Mutation frequencies were as follows: ASXL1 58 (27.0%), RUNX1 45 (20.9%), FLT3 41 (19.1%), SRSF2 41 (19.1%), DNMT3A 39 (18.1%), STAG2 22 (10.2%), SF3B1 18 (8.4%),BCOR 18 (8.4%), WT1 16 (7.4%), U2AF1 13 (6.0%), ZRSR2 10 (4.7%), TP53 6 (2.8%), EZH2 3 (1.4%).
In UVA, mutations in FLT3 (HR 2.15, p=0.018), SF3B1 (SF3B1 HR 3.08, p=0.002), PTPN11(HR 2.93, p=0.032), and WT1 (HR 2.29, p=0.069) were associated with increased risk of 3-year CIR. However, only FLT3 (HR 1.98, p=0.042) and SF3B1 (HR 4.0, p<0.001) retained significance in MVA. SF3B1 correlated with inferior 3-year RFS in UVA (HR 1.99, p=0.034) but not in MVA. Mutations in ASXL1, BCOR, EZH2, RUNX1, SRSF2, STAG2, ZRSR2, U2AF1, and TP53 had no significant impact on CIR or RFS. Harboring ≥2 or ≥3 mutations did not impact CIR or RFS.
A decision tree model based on SF3B1, FLT3, DNMT3A, and WT1 mutations stratified patients into 3 risk groups.
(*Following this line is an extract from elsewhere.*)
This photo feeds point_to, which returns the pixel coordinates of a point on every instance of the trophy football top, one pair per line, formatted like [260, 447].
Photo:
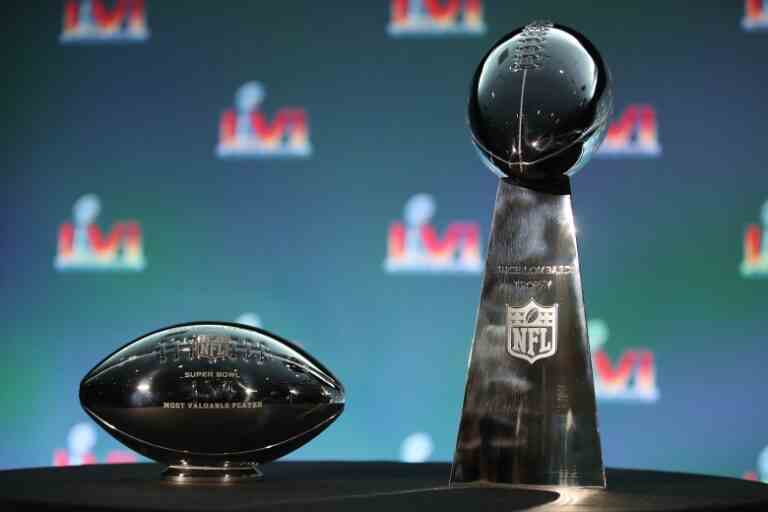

The high-risk group (n=32; 15%) had 50% 3-year relapse incidence (RI) and included patients with SF3B1 mutations or SF3B1-wildtype (WT) with concurrent FLT3 and DNMT3A mutations. The intermediate-risk group (n=36; 17%) included SF3B1-WT patients with either FLT3 mutations and DNMT3A WT (21% RI), or SF3B-1-WT and FLT3-WT patients with WT1 mutations (33% RI). The low-risk group (n=147; 67%) lacked all 4 mutations and had the lowest 3-year RI of 14%. The 3-year CIR significantly differed across these 3 risk groups (51.9%, 27.3%, and 15.8% in high, intermediate, and low-risk groups respectively; p<0.001). The 3-year RFS was significantly inferior in the high-risk group (35.55%, p=0.001), but similar among intermediate and low-risk groups (67.11% and 63.4%, respectively).
Conclusion: In non-adverse risk cytogenetic MN, SF3B1 and FLT3 mutations predicted relapse post-alloHCT. Notably, mutations that were traditionally associated with adverse-risk AML per ELN 2022 (e.g, ASXL1, TP53) were not associated with relapse in this cohort. The discrepancy may reflect exclusion of patients with high-risk cytogenetics, as the prognostic impact of these mutations may depend on co-cytogenetic anomalies.
In non-adverse-risk cytogenetics MN, we identified 3 groups of patients based on the presence or absence of SF3B1, FLT3, DNMT3A, and WT1 mutations. Those with mutated SF3B1 or concurrent FLT3/DNMT3A mutations experienced the highest risk of relapse post-alloHCT, translating into inferior RFS. Our findings need to be verified in a larger data registry.